Brickley shared the frustration of the proponents.

“It’s one of those things that, in Massachusetts, in a lot of ways, we keep hitting a wall relative to the law,’’ said Brickley, who is also a member of the Field Hockey Committee that had voted, 12-0, in support of the rule. “That’s very frustrating. Frustrating to me as a female athletic director.

“I think it’s unfortunate when we do have good people who put so much effort into something like this, the natural reaction is to get discouraged and throw their hands up. I hope that won’t be the case. I hope there’s something good down the line for our females.’’

Board chairman Barry Haley, the Concord-Carlisle athletic director, said a picture can stir emotion but can’t stand up to a legal challenge and the state’s Equal Rights Amendment, which has been used repeatedly in striking down MIAA attempts to keep boys off girls’ teams.

“The proponents of the rule change said it was safety-related, but you have to have demonstrated numbers, statistics, things like that,’’ said Haley. “When you show a picture of a boy colliding with a girl, I’m sure girls collide with girls in field hockey, too, and there are injuries.

“It’s a compelling case, but at the same time, we have to obey the law.
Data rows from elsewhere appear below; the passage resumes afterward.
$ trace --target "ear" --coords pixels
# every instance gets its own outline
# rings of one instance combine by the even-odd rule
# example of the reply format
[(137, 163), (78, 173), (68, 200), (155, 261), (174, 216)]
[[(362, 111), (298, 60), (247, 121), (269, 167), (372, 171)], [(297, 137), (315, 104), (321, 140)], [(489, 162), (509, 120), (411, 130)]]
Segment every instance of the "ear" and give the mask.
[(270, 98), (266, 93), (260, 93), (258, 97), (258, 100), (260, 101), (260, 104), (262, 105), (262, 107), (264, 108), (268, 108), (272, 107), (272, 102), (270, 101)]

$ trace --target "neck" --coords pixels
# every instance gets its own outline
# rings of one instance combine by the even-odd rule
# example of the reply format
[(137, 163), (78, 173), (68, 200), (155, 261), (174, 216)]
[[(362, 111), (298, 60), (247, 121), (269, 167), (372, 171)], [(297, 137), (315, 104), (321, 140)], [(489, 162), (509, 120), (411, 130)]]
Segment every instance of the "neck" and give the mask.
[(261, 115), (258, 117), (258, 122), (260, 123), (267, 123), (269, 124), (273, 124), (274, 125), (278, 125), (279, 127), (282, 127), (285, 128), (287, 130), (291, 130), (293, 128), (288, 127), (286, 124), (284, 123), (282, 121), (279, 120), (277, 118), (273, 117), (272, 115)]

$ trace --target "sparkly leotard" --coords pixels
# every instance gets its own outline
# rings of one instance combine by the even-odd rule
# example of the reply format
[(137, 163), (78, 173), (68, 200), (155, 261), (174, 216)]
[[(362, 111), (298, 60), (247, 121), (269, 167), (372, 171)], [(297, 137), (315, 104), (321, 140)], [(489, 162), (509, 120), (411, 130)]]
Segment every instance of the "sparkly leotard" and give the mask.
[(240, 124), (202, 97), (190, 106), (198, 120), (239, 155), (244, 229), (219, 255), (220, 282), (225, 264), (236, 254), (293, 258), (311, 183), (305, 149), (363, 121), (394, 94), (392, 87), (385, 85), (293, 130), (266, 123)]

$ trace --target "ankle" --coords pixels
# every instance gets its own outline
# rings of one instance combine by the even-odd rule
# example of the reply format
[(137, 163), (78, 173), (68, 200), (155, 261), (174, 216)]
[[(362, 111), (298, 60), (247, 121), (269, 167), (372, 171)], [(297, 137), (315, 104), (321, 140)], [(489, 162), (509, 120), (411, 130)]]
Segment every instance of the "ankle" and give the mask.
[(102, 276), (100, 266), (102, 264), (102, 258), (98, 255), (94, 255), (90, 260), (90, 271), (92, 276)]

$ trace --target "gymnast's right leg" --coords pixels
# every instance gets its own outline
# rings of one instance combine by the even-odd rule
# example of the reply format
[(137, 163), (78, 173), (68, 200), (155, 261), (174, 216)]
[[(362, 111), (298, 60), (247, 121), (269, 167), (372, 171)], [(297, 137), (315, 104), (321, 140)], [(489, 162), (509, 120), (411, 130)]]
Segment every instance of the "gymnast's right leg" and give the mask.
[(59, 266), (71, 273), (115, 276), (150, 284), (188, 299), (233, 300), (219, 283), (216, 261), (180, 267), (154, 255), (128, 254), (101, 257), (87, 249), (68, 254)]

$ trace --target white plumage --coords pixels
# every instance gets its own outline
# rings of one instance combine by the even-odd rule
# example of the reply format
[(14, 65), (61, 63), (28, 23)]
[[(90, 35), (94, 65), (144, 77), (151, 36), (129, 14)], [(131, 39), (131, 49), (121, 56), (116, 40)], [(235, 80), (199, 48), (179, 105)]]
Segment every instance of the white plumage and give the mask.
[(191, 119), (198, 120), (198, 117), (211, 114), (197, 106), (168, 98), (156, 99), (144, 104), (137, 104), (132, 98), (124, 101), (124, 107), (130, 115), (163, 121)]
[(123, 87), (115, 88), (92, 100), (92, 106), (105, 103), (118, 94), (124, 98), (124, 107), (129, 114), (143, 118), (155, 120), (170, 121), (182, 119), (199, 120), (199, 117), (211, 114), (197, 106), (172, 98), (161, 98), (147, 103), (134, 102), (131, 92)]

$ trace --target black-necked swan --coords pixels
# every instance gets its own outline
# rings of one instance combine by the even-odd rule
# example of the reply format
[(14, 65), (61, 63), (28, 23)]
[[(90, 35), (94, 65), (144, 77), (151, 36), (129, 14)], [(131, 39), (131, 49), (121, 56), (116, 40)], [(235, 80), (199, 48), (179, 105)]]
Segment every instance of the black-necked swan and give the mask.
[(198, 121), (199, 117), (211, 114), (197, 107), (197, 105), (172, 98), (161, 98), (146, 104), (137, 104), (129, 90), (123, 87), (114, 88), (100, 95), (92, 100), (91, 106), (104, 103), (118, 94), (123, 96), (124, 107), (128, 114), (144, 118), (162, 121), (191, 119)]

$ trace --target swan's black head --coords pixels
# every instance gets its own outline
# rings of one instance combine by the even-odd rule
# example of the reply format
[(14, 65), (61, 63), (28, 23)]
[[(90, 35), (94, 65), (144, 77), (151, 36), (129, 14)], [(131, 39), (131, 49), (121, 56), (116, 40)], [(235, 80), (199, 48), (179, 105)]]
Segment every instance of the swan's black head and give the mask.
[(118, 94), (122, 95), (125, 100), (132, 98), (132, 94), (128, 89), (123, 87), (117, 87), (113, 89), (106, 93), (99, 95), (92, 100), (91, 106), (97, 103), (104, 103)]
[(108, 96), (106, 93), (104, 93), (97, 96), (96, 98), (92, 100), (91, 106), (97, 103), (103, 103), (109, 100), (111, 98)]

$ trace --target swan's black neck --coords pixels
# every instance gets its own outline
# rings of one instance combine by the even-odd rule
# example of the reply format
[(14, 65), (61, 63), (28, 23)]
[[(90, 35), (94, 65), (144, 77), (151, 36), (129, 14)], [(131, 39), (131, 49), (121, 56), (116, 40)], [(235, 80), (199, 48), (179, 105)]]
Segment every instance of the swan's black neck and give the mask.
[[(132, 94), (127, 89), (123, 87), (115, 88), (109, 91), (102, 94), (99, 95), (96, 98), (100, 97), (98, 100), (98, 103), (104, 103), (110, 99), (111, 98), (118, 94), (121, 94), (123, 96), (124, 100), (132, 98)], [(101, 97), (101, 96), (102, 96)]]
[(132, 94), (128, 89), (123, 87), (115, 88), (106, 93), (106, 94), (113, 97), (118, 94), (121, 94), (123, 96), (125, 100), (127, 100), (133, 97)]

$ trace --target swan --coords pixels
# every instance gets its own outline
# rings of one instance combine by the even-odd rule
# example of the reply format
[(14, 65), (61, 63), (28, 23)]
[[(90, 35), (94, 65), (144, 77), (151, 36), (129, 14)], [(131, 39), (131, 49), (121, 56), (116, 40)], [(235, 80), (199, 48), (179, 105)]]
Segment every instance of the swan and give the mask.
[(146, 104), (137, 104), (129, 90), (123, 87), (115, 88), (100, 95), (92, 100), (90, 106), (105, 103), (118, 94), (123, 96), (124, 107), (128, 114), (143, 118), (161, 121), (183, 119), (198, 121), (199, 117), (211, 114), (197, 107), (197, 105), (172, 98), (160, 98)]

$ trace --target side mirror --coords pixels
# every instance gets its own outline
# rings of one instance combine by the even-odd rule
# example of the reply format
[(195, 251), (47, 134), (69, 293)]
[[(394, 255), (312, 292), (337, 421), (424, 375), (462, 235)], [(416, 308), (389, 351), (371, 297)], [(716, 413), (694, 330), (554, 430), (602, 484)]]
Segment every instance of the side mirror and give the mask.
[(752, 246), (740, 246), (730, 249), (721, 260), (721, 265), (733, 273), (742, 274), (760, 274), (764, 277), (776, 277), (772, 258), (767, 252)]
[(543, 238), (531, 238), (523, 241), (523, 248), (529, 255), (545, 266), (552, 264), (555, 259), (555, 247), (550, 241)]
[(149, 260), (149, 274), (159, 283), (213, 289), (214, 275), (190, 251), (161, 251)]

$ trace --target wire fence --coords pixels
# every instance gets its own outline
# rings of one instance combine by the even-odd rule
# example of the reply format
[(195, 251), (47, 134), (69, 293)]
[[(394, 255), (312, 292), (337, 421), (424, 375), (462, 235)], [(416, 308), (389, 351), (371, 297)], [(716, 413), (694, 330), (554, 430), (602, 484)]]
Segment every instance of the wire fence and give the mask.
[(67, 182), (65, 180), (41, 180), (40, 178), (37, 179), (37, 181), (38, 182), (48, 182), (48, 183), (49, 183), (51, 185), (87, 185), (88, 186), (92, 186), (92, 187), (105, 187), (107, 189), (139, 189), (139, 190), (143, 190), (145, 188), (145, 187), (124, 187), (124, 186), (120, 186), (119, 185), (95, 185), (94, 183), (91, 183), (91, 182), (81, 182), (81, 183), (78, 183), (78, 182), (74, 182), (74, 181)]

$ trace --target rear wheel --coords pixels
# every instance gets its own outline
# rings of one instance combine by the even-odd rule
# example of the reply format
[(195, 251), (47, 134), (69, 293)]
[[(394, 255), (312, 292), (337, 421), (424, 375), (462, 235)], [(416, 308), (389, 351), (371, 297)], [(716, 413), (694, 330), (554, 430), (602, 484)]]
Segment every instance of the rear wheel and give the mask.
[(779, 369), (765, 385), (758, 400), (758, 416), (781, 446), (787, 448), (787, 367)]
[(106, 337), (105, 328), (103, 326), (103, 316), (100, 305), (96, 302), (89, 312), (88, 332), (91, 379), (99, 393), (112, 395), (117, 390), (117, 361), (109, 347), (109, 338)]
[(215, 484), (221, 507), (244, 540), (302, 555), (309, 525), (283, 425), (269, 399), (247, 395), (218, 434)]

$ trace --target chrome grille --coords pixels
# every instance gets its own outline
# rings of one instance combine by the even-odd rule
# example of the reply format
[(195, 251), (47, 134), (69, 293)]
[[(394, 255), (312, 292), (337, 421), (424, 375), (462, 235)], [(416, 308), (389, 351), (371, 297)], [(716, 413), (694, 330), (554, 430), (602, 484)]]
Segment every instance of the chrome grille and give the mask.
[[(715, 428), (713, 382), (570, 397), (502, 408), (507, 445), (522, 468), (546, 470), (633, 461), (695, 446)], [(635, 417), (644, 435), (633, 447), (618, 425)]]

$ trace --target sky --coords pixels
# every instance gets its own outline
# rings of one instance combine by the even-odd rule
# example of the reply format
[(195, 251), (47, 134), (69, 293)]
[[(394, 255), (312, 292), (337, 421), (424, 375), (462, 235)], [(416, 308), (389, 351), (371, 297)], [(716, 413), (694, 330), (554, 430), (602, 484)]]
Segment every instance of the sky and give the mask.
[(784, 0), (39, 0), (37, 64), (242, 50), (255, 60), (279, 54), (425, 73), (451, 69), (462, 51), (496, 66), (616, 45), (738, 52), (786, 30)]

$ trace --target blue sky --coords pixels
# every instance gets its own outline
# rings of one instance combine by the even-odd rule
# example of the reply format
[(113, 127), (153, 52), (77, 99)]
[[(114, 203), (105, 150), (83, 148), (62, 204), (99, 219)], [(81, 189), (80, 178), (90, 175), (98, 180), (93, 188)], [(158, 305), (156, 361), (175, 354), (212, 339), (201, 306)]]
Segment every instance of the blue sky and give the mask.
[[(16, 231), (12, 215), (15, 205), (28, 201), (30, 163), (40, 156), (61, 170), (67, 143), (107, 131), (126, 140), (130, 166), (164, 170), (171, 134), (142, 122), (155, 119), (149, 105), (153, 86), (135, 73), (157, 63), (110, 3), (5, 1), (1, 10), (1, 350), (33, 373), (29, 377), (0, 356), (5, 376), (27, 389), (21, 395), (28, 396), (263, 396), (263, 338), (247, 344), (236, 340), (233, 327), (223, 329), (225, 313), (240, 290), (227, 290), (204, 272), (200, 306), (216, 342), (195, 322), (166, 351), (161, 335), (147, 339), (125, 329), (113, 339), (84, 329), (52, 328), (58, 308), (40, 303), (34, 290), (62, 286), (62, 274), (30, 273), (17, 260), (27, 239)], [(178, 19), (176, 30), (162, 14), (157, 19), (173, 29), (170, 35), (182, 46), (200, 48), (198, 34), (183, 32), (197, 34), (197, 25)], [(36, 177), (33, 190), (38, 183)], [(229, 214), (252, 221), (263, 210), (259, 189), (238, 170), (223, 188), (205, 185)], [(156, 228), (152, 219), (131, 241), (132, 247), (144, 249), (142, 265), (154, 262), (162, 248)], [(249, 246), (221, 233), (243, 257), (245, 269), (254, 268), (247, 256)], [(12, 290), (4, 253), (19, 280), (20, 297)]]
When legal counsel states this is discriminatory against boys, then we have to support the law.

“I wish boys didn’t choose to play field hockey. It is a girls game.’’

The concussion rules approved Wednesday by the state Public Health Commission were a source of frustration at yesterday’s meeting.

Under the new rules, coaches, student-athletes, and parents must take online concussion courses, and regulations were imposed that govern when athletes can return to play after sustaining a concussion. The MIAA had asked that the process of certifying a student’s eligibility be streamlined to avoid burdening its schools.

According to Haley, the MIAA seemed to be ignored.

“I’m dismayed that we had a lot of comment from a lot of people and it seemed none of our recommendations were taken,’’ said Haley. “To invest 6-7 months in this, it was very frustrating. Retirement looks a lot more attractive today.’’

Haley said he would have to collect roughly 1,600 forms before his student-athletes can play in the fall.